In 2002, The Guardian published an article written by the critic Lyn Gardner about the enduring relevance of Top Girls as the play was being revived in the West End 20 years after its initial premiere. In the article Gardner stated that Top Girls "can still lay claim to being one of the finest postwar British plays. With its postmodern approach to structure, chronology and, most obviously, language, including dialogue that interrupts and overlaps, it is certainly one of the most influential." She also wrote that the play's opening dinner party scene is "one of the most famous scenes in modern drama".

Top Girls is listed as one of the 100 "best and most influential plays" performed in Britain from 1945 – 2010
in the book and iPad app Played in Britain: Modern Theatre in 100 Plays.

In 2012, critic Benedict Nightingale included Top Girls in his list of Great Moments in the Theatre, writing that many of Churchill's plays "seize and startle, asking key questions in dramatically daring ways, but none more than that modern classic, Top Girls."

In 2013, Top Girls made Entertainment Weekly's list of the "50 Greatest Plays of the Past 100 Years".

Also in 2013, Top Girls was featured in Lucy Kerbel's book of 100 Great Plays for Women.

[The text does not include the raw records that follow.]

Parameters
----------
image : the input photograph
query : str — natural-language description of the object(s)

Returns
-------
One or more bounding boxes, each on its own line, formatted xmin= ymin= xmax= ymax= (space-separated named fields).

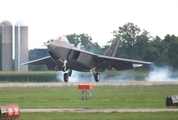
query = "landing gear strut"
xmin=64 ymin=69 xmax=72 ymax=82
xmin=90 ymin=68 xmax=100 ymax=82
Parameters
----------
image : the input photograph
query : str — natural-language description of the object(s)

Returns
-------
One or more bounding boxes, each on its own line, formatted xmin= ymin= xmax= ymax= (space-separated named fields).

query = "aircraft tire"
xmin=95 ymin=73 xmax=100 ymax=82
xmin=64 ymin=73 xmax=69 ymax=82
xmin=62 ymin=66 xmax=67 ymax=72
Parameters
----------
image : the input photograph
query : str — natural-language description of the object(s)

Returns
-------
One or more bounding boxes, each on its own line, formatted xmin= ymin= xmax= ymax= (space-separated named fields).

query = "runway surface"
xmin=0 ymin=81 xmax=178 ymax=87
xmin=0 ymin=81 xmax=178 ymax=113
xmin=20 ymin=108 xmax=178 ymax=113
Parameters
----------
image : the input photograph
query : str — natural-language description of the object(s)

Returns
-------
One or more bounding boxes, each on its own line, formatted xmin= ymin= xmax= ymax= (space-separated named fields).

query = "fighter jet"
xmin=22 ymin=35 xmax=151 ymax=82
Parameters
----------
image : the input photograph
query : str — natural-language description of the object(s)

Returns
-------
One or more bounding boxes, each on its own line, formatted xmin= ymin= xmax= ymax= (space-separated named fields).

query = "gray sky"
xmin=0 ymin=0 xmax=178 ymax=49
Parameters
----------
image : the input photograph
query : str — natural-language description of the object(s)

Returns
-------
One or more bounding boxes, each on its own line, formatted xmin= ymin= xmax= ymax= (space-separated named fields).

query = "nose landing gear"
xmin=90 ymin=68 xmax=100 ymax=82
xmin=64 ymin=69 xmax=72 ymax=82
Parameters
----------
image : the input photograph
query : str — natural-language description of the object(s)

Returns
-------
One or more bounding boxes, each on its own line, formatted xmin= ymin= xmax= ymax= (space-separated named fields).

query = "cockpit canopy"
xmin=55 ymin=35 xmax=69 ymax=42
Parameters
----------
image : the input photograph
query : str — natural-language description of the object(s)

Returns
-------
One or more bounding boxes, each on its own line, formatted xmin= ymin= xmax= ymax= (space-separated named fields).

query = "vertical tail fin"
xmin=104 ymin=35 xmax=121 ymax=57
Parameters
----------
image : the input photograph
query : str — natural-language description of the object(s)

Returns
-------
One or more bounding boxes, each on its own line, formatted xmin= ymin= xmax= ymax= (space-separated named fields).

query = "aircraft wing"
xmin=96 ymin=55 xmax=152 ymax=70
xmin=21 ymin=56 xmax=63 ymax=70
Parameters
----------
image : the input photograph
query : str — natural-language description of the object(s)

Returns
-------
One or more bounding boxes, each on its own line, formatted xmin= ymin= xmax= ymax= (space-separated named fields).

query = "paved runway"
xmin=0 ymin=81 xmax=178 ymax=113
xmin=0 ymin=81 xmax=178 ymax=87
xmin=20 ymin=108 xmax=178 ymax=113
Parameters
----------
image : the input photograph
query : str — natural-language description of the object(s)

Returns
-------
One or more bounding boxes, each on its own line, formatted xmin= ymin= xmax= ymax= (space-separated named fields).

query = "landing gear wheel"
xmin=94 ymin=73 xmax=100 ymax=82
xmin=64 ymin=73 xmax=69 ymax=82
xmin=62 ymin=66 xmax=67 ymax=72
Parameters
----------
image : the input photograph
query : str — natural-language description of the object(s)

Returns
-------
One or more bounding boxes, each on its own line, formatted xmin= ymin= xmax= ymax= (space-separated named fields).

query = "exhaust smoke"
xmin=146 ymin=65 xmax=178 ymax=81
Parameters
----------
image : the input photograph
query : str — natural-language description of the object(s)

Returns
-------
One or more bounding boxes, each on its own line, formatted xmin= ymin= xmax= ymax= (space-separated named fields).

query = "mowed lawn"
xmin=0 ymin=83 xmax=178 ymax=108
xmin=18 ymin=112 xmax=178 ymax=120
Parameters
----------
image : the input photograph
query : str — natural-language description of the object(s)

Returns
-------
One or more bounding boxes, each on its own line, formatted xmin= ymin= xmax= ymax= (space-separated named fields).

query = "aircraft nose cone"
xmin=47 ymin=43 xmax=54 ymax=51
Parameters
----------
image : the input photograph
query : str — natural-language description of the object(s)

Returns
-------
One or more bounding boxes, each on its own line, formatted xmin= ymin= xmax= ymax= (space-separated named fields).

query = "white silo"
xmin=0 ymin=20 xmax=13 ymax=71
xmin=15 ymin=21 xmax=28 ymax=71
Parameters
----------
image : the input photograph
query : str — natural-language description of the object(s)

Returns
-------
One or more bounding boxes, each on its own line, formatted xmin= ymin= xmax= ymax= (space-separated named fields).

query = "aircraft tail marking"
xmin=104 ymin=35 xmax=121 ymax=57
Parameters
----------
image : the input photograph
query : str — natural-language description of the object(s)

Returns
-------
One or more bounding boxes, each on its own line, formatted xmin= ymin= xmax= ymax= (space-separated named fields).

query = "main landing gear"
xmin=64 ymin=69 xmax=72 ymax=82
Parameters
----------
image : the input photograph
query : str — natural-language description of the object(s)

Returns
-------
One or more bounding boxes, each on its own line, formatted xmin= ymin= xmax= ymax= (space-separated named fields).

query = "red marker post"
xmin=78 ymin=84 xmax=94 ymax=100
xmin=0 ymin=104 xmax=20 ymax=120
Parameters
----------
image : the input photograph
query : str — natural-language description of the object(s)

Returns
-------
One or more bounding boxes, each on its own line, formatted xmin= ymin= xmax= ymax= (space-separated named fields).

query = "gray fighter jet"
xmin=22 ymin=35 xmax=151 ymax=82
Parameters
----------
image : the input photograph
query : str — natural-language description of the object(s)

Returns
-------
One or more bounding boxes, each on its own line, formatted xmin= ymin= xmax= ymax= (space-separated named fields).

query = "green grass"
xmin=0 ymin=83 xmax=178 ymax=108
xmin=18 ymin=112 xmax=178 ymax=120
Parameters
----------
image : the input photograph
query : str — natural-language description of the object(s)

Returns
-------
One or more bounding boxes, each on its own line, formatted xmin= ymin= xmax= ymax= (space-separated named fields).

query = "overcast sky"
xmin=0 ymin=0 xmax=178 ymax=49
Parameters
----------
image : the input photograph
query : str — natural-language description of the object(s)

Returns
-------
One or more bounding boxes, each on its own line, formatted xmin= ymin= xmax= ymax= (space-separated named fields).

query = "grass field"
xmin=0 ymin=83 xmax=178 ymax=120
xmin=0 ymin=83 xmax=178 ymax=108
xmin=18 ymin=112 xmax=178 ymax=120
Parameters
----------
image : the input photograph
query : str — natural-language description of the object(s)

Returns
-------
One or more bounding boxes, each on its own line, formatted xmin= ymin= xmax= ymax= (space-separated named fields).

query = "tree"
xmin=0 ymin=34 xmax=2 ymax=70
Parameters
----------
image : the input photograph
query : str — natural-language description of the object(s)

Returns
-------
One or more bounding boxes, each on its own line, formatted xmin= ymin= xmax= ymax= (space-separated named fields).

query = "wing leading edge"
xmin=96 ymin=55 xmax=152 ymax=70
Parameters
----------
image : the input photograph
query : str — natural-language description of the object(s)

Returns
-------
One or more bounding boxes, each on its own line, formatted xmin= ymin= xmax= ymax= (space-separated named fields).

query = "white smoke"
xmin=56 ymin=70 xmax=92 ymax=82
xmin=146 ymin=66 xmax=178 ymax=81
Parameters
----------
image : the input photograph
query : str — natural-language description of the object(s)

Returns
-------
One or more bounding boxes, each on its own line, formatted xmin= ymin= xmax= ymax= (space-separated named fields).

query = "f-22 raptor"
xmin=22 ymin=35 xmax=151 ymax=82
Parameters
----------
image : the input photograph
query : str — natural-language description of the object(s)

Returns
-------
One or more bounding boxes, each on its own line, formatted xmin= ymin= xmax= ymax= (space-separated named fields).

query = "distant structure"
xmin=0 ymin=20 xmax=13 ymax=71
xmin=35 ymin=48 xmax=49 ymax=59
xmin=15 ymin=21 xmax=28 ymax=71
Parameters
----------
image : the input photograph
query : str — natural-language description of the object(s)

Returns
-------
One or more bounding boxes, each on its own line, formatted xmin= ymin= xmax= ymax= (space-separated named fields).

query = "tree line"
xmin=29 ymin=22 xmax=178 ymax=70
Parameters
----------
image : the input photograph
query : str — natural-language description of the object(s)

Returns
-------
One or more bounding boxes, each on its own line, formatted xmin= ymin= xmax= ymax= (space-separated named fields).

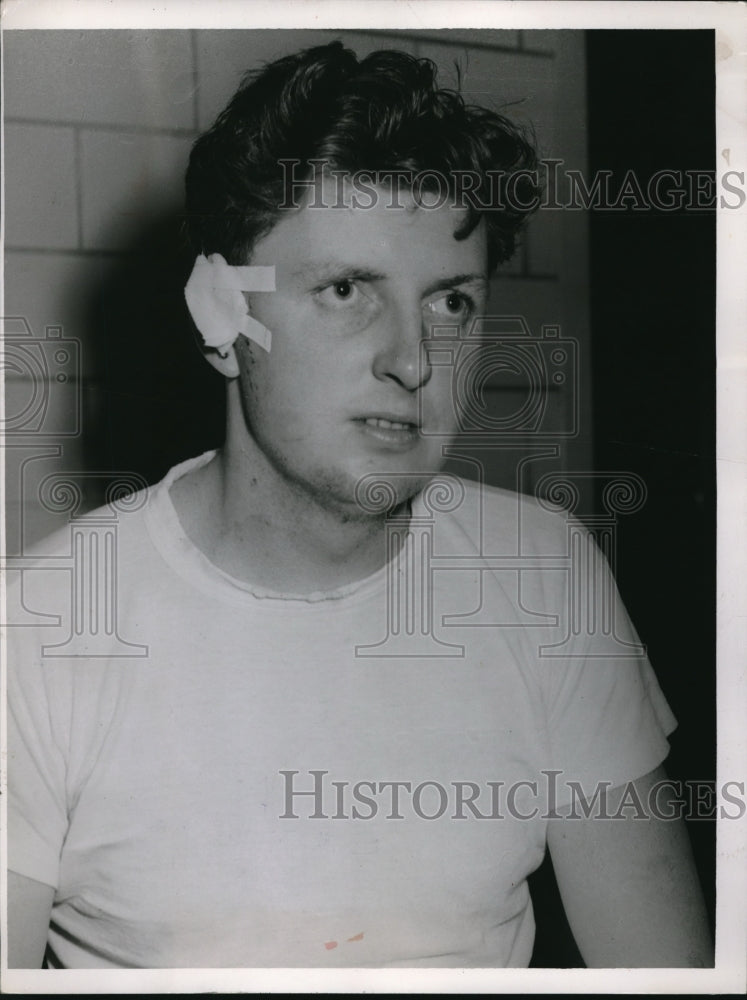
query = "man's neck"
xmin=171 ymin=436 xmax=404 ymax=594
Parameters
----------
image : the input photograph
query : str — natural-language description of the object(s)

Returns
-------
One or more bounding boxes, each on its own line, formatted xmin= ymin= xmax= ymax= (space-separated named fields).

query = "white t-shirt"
xmin=8 ymin=453 xmax=675 ymax=968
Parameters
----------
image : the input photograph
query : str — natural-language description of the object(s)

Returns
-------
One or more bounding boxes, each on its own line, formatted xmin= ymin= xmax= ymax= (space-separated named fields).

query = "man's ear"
xmin=202 ymin=344 xmax=239 ymax=378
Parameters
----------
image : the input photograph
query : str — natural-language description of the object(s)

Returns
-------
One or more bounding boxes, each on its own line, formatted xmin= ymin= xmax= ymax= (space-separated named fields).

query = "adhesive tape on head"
xmin=184 ymin=253 xmax=275 ymax=354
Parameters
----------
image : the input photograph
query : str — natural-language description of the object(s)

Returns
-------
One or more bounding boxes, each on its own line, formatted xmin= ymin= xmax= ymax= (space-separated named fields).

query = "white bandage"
xmin=184 ymin=253 xmax=275 ymax=355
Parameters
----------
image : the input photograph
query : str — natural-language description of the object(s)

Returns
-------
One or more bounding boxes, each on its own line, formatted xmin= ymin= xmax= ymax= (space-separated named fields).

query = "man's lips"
xmin=363 ymin=417 xmax=417 ymax=431
xmin=355 ymin=413 xmax=420 ymax=431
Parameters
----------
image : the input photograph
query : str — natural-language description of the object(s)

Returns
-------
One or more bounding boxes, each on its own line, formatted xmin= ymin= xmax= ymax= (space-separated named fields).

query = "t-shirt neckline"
xmin=145 ymin=449 xmax=421 ymax=608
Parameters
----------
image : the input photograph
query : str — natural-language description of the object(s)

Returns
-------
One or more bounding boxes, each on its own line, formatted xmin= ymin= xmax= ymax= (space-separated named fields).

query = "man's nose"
xmin=373 ymin=307 xmax=433 ymax=392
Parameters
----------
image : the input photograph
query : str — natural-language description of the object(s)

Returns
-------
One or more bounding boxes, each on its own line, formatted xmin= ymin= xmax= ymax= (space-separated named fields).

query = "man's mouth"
xmin=363 ymin=417 xmax=417 ymax=431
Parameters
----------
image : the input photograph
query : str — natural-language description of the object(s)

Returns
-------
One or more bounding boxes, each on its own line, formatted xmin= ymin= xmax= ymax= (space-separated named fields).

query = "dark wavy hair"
xmin=185 ymin=42 xmax=538 ymax=270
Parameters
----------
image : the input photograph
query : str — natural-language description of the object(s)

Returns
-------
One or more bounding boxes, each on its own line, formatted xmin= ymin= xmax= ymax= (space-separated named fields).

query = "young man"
xmin=9 ymin=44 xmax=710 ymax=968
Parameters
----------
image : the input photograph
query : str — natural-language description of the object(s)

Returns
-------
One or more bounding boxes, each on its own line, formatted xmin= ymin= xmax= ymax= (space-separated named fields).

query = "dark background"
xmin=532 ymin=31 xmax=716 ymax=967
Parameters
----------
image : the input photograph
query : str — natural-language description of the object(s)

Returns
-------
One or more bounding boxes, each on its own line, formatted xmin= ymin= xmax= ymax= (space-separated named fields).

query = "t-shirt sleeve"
xmin=7 ymin=626 xmax=68 ymax=888
xmin=540 ymin=526 xmax=677 ymax=805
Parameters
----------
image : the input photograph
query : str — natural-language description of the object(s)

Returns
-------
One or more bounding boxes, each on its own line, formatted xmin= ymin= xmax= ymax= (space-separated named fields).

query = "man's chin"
xmin=354 ymin=470 xmax=437 ymax=517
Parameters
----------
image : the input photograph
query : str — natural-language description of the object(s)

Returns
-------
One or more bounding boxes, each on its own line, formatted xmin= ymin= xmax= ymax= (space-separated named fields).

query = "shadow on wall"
xmin=72 ymin=213 xmax=225 ymax=506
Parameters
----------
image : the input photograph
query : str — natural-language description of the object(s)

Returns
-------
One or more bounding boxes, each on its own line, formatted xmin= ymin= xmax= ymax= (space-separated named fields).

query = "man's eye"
xmin=428 ymin=292 xmax=473 ymax=322
xmin=316 ymin=278 xmax=366 ymax=308
xmin=332 ymin=279 xmax=353 ymax=299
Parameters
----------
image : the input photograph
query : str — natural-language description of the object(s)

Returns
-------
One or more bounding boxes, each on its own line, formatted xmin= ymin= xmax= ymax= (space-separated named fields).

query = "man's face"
xmin=236 ymin=179 xmax=487 ymax=514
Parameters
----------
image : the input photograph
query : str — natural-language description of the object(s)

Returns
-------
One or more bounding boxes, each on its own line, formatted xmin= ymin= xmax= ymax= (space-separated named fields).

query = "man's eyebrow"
xmin=423 ymin=271 xmax=488 ymax=295
xmin=293 ymin=260 xmax=388 ymax=281
xmin=293 ymin=260 xmax=488 ymax=295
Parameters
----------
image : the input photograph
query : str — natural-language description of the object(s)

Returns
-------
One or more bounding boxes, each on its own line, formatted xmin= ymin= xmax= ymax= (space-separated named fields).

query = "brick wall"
xmin=3 ymin=30 xmax=590 ymax=552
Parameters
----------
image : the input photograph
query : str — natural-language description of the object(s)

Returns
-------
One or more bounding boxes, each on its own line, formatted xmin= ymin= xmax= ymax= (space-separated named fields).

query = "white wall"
xmin=4 ymin=30 xmax=591 ymax=552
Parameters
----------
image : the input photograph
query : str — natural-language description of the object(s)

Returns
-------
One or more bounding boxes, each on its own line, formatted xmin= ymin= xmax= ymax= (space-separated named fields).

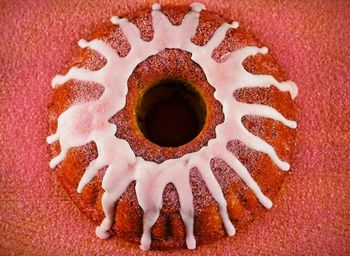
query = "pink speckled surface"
xmin=0 ymin=0 xmax=350 ymax=255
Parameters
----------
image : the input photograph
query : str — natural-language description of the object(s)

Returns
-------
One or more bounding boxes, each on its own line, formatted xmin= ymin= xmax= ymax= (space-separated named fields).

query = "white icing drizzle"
xmin=47 ymin=3 xmax=298 ymax=250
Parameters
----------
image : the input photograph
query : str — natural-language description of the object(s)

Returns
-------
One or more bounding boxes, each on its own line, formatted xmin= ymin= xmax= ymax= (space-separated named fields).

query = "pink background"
xmin=0 ymin=0 xmax=350 ymax=255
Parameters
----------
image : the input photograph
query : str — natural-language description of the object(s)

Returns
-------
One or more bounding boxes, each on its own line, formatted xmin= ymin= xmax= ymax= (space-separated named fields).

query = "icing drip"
xmin=47 ymin=3 xmax=297 ymax=250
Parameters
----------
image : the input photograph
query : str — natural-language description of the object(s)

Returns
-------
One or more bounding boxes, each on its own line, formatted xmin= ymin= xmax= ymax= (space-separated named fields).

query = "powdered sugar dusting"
xmin=47 ymin=4 xmax=297 ymax=250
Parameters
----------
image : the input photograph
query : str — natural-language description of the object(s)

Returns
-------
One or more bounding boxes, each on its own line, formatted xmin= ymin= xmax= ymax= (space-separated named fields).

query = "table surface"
xmin=0 ymin=0 xmax=350 ymax=255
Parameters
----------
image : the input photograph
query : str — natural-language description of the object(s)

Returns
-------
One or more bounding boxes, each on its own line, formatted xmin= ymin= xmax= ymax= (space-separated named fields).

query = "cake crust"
xmin=48 ymin=7 xmax=296 ymax=249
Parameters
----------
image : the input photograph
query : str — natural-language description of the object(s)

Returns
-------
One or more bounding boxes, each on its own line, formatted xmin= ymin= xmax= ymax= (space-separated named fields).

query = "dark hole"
xmin=136 ymin=79 xmax=207 ymax=147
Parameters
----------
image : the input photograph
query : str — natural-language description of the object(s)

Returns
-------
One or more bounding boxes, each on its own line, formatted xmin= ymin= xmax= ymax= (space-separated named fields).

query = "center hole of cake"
xmin=136 ymin=79 xmax=207 ymax=147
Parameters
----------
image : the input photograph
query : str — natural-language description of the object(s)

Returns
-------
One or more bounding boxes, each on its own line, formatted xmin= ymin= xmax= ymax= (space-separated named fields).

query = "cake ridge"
xmin=47 ymin=3 xmax=297 ymax=250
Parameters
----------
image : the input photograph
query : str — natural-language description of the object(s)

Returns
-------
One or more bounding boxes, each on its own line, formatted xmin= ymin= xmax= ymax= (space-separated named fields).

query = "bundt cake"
xmin=47 ymin=3 xmax=297 ymax=250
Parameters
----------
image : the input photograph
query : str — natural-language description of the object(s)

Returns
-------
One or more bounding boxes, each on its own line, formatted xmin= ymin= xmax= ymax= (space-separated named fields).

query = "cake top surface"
xmin=1 ymin=2 xmax=349 ymax=254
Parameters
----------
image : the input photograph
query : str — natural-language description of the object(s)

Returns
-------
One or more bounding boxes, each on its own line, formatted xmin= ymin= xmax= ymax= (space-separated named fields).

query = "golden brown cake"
xmin=48 ymin=4 xmax=297 ymax=250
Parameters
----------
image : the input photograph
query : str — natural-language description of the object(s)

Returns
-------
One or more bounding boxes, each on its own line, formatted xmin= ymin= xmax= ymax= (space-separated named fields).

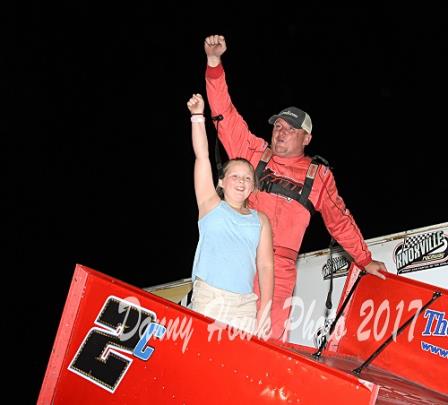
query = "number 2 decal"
xmin=68 ymin=296 xmax=166 ymax=393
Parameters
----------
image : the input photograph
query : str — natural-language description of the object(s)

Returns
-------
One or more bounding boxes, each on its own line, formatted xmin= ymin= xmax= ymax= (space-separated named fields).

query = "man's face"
xmin=271 ymin=118 xmax=312 ymax=157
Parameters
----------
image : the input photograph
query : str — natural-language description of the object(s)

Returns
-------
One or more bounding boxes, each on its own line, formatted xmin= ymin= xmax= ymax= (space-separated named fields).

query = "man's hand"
xmin=204 ymin=35 xmax=227 ymax=67
xmin=364 ymin=260 xmax=387 ymax=280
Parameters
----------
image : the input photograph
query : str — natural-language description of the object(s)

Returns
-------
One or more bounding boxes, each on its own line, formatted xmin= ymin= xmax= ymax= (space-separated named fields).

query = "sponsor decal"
xmin=420 ymin=309 xmax=448 ymax=359
xmin=394 ymin=231 xmax=448 ymax=274
xmin=322 ymin=256 xmax=350 ymax=280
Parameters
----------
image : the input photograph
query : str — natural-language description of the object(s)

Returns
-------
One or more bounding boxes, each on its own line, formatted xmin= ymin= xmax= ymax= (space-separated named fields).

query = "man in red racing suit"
xmin=204 ymin=35 xmax=386 ymax=340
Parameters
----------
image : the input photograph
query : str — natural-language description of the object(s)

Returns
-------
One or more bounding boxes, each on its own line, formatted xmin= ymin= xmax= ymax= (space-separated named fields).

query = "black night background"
xmin=6 ymin=2 xmax=448 ymax=398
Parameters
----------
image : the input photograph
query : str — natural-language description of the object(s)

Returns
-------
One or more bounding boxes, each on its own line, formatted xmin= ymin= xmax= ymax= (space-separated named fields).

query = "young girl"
xmin=187 ymin=94 xmax=274 ymax=333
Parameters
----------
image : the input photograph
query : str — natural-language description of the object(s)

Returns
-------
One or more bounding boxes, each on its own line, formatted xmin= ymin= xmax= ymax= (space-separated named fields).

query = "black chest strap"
xmin=255 ymin=148 xmax=328 ymax=215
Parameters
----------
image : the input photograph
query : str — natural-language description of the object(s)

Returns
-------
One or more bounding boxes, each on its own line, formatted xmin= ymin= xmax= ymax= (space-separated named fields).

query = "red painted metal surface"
xmin=38 ymin=265 xmax=378 ymax=404
xmin=327 ymin=268 xmax=448 ymax=394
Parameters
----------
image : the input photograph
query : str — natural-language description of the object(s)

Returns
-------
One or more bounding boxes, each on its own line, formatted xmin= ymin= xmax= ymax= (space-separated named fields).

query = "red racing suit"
xmin=205 ymin=64 xmax=372 ymax=339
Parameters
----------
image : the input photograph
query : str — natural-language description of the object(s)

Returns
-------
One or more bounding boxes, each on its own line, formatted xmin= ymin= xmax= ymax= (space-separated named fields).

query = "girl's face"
xmin=220 ymin=161 xmax=255 ymax=202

Kerbel had written the book in response to many of her theatre colleagues saying that "There just aren't any good plays for women". Kerbel stated that this phrase was often "delivered like a universal truth: no, with the exception of Caryl Churchill's Top Girls, no one in the history of playwrighting had managed to deliver a single decent play that had more parts for women than men".

In 2014, Top Girls was ranked by The Daily Telegraph as one of the 15 greatest plays ever written.

In 2018, Top Girls was included in The Timess list of "The greatest plays of all time".

In 2019, Methuen Drama conducted a public poll to decide which of their published plays should be re-issued as part of a special edition boxset that would commemorate 60 years of publishing play-texts in their Modern Plays series. The poll consisted of a shortlist of Methuen’s plays for each decade since 1960, with voters being asked to determine which play was "the most representative" of the decade in which it premiered. Out of a shortlist of nine plays from the 1980s Top Girls received the most votes. As a result, the play-text of Top Girls was re-issued as a limited-edition hardback with a foreword by Ann McFerran.

Aleks Sierz in his review of the 2019 National Theatre revival of the play wrote that "[Caryl Churchill has] a back-catalogue [of plays] which is stuffed full of contemporary classics, and a handful of masterpieces... Top Girls, is her masterpiece of masterpieces. Yes, it’s that good. It proves, if proof were needed, that she is clearly the best living British playwright."